I subscribe to the HBR site and the email reflector, too. It is a fine site for anyone interested in researching tube receiver design. Kee's has most of the HBR circuits available for download.
I also remember your tuning mechanism made with a bowl.

That said, I would not build a tube receiver based on the HBR series for obvious reasons. It is not a very good performer above 40 and 80M.
But I have used circuits like the audio stages and IF stages from the HBR. The HBR14 is a good candidate for a DDS (like Pat, WA6MHZ is designing) but the RX's still need improvement in selectivity.

I knew there were other DC tube receivers. There are some others on the web and I know we have discussed ideas about them on the glowbugs site.
But Galen, WB0RIO, has a unique design, all his own. It is pretty cool! There are not many folks scratch building tube receivers (or any type receiver) and a unique design is nice to see.

There were reasons the tube DC receiver didn't catch on. You mention one above. For all the work you could build a really great entry level superhet. There are lots of other caveats.
Since effectively all the gain is at audio (often > 100dB) the difficulty increases in tubes over solid state.

I like pointing out your station: It is unique, too. Tubes are fun.

73, K5UOS

89309

AB9LZ
03-23-2012, 11:25 PM
My (older) brother and i built the pebble pulverizer ( thats actually a stretch, he did most of it, i just made a mess) i do remember that the thing was really prone to microphonics (an understatment) and common mode overload, wls came in like gangbusters everywhere and all of the time.
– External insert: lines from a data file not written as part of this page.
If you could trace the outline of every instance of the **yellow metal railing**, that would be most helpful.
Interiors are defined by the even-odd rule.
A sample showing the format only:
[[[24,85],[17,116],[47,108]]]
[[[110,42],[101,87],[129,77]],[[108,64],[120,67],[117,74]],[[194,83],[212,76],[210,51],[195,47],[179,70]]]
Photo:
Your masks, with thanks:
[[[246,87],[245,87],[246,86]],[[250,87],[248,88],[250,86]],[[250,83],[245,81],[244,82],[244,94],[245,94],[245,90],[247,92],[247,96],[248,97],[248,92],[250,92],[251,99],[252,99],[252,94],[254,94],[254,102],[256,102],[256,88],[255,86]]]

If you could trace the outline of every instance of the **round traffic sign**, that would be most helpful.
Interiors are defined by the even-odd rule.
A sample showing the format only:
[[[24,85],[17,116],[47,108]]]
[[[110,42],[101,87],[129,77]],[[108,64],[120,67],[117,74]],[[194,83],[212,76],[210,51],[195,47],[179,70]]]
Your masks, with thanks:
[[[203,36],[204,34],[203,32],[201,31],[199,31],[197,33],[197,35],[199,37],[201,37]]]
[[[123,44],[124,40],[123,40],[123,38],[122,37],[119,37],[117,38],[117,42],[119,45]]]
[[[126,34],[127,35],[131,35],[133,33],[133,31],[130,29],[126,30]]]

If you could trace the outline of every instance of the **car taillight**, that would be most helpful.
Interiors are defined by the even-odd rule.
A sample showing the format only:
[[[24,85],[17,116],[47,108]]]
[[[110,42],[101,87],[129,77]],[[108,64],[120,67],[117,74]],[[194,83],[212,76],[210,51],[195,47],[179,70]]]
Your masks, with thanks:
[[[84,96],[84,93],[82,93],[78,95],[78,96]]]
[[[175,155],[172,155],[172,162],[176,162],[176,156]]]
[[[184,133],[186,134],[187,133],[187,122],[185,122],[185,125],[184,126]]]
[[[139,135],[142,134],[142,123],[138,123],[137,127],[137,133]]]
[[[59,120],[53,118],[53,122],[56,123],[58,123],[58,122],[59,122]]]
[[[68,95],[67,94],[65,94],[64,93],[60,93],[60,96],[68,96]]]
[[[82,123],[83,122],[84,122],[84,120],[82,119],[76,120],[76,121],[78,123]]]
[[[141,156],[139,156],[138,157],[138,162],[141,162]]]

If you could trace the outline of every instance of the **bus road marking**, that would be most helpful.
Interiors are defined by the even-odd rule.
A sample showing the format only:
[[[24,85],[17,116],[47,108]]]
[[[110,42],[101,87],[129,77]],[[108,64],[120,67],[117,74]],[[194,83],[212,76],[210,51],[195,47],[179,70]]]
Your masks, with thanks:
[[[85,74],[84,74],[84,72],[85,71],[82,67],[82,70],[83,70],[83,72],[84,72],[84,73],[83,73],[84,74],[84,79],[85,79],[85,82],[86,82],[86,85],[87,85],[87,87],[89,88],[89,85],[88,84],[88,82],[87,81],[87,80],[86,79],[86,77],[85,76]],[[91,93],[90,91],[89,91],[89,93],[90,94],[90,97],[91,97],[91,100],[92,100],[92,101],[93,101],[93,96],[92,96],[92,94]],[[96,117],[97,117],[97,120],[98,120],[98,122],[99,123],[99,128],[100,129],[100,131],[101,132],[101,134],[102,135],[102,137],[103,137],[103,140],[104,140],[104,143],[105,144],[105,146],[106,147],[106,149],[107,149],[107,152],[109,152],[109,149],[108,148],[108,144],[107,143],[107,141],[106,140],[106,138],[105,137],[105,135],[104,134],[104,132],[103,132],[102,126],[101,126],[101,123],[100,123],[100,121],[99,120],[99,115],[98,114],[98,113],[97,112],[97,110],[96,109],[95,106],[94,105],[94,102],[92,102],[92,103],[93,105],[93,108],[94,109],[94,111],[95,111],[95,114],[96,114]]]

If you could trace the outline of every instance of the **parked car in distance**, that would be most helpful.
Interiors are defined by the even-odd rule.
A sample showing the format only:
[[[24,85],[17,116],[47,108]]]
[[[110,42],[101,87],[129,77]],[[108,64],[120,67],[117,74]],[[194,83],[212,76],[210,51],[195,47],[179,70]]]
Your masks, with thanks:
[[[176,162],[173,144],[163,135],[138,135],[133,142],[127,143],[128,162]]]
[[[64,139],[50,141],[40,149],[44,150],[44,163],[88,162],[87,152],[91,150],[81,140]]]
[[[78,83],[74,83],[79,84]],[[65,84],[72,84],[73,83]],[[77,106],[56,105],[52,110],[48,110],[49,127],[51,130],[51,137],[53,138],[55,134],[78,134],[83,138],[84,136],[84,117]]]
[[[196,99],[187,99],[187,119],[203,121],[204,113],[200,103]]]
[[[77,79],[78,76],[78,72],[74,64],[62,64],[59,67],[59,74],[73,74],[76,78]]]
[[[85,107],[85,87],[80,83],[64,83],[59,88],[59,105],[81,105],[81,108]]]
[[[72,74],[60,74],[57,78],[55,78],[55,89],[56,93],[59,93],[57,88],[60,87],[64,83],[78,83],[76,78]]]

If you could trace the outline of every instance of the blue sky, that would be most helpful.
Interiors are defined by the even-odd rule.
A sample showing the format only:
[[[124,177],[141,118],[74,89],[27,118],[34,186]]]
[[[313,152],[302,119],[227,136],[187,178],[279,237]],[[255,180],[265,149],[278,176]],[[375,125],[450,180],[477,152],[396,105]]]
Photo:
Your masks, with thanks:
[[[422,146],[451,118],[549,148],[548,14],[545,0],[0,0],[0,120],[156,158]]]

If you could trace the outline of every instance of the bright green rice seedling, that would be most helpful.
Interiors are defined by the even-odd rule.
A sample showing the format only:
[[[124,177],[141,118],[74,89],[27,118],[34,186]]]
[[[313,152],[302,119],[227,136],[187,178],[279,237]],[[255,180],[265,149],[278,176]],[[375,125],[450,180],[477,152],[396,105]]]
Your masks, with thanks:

And the selectivity was pretty bad. The regen he built didn't suffer from any of that stuff.... at least not as badly anyway.

40 years later i've forgotten all of that ;) and think that a tube DC rx is a good idea.

73 m/4

KL7AJ
03-24-2012, 12:38 AM
You all might be interested in this pair of vacuum tube hacks I put together this winter:
http://www.solorb.com/elect/hamcirc/6U8directconv1/index.html The House Finch Direct Conversion Tube Receiver
and
http://www.solorb.com/elect/hamcirc/6U8qrptrans1/index.html The Little Chickadee 6U8A QRP Transmitter.

Both projects are built around common 6U8A tubes, the receiver also has a 6BA6 RF amp and a 6C4 audio preamp.
Before building the receiver, I searched the net for tube-based direct conversion receivers and did not find any
previous work.

73s
89007 89008

That's really cool. I LOVE the cabinets!

Eric

KA4DPO
03-25-2012, 03:39 AM
I second Erics statement Galen, very clever use of the electrical boxes as chassis. I'm curious, why a DC receiver and not a regen?